Leon met de Noorderzon

22-10-2015
Amper anderhalf jaar zit Leon de Jong bij de Haagse PVV-fractie als voorzitter. Hij stapt alweer op. Daarmee heeft hij het in ieder geval langer vol gehouden dan zijn baas Blonde Dolly, die al na een paar dagen het veld ruimde toen hij gekozen werd als gemeenteraadslid. Zelden zulk kiezersbedrog gezien. Is Leon ook zo’n neppoliticus? Hij heeft in ieder geval weinig gevoel voor humor. Een grap van mij tijdens een verkiezingsdebat in maart 2014 over Wilders kon Leon niet waarderen en hij stapte ‘spontaan’ op toen ik die vergeleek met de Grote Smurfenleider. ‘Spontaan’ tussen aanhalingstekens want zijn voltallige fractie had de jas al aangetrokken voordat ik ook maar iets had gezegd. De bedoeling was dat dit opstootje de PVV geliefder zou maken; het kostte de partij na dit debat juist een zetel. Wat laat Leon achter? Wat is zijn politieke erfenis? Een fleurige baby van een jaar oud. Meer niet. Juist nu de stad een sterke PVV nodig heeft vertrekt hij naar Brussel. Zijn er al minder Marrokanen? Is er al minder islamisering? Ik dacht het niet. Maar weglopen voor problemen, zo weten we inmiddels, is een specialiteit van Leon. Den Haag recht heeft op een PVV die politiek sterk ten tonele komt. Het moge duidelijk zijn dat de partij niet mijn voorkeur heeft; maar nu ze er zijn wil ik ze zien meedoen ook. Juist dat laatste is een terugkerend probleem bij de PVV. Ze knikkeren alleen mee als ze aan de beurt zijn en hun bonk onmisbaar voor de pot ligt. Onlangs nog werd een informele bijeenkomst van de gemeenteraad – waaraan de PVV gewoon had meegewerkt - ineens afgeblazen omdat ze zich geschoffeerd voelden. Zonder enige aantoonbare aanleiding gewoon wéér weggelopen. ‘t Is een terugkerend patroon bij deze partij: slaan waar het kan, huilen als er geincasseerd moet worden. Jammer.
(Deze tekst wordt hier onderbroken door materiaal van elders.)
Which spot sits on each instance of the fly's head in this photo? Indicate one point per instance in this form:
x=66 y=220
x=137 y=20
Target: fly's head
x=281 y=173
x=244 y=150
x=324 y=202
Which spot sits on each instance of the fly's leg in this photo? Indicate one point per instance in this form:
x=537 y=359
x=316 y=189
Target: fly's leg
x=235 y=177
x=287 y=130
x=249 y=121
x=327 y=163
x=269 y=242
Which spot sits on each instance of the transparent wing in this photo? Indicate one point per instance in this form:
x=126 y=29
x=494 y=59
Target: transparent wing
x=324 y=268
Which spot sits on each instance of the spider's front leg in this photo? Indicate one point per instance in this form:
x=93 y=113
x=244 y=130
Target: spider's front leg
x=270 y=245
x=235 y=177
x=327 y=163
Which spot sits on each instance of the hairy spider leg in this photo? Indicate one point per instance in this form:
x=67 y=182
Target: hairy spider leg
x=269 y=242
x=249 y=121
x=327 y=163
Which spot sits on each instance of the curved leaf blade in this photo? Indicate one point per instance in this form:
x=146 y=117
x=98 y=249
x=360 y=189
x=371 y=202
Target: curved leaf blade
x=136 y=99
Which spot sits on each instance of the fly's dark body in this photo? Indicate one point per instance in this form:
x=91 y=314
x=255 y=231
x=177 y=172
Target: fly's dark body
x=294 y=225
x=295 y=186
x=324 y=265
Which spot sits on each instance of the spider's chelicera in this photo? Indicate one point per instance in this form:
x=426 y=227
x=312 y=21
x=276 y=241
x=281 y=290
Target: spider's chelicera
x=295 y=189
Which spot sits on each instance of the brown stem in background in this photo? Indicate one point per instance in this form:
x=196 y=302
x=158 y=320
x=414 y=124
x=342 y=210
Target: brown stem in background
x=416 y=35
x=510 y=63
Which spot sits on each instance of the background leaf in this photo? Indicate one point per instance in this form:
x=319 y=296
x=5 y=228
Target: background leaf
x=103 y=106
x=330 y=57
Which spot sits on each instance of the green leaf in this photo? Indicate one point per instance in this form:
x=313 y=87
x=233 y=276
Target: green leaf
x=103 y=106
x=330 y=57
Onze stad heeft recht op een ferm maar fair rechts geluid. Dat zal nu van Richard de Mos en zijn Groepje moeten komen. Hij is dan ook degene die de meeste winst zal halen uit het verlies van Leon. Hoewel, een verlies wil ik het niet echt noemen: iemand met de ruggengraat van een poffertje kunnen we missen als kiespijn.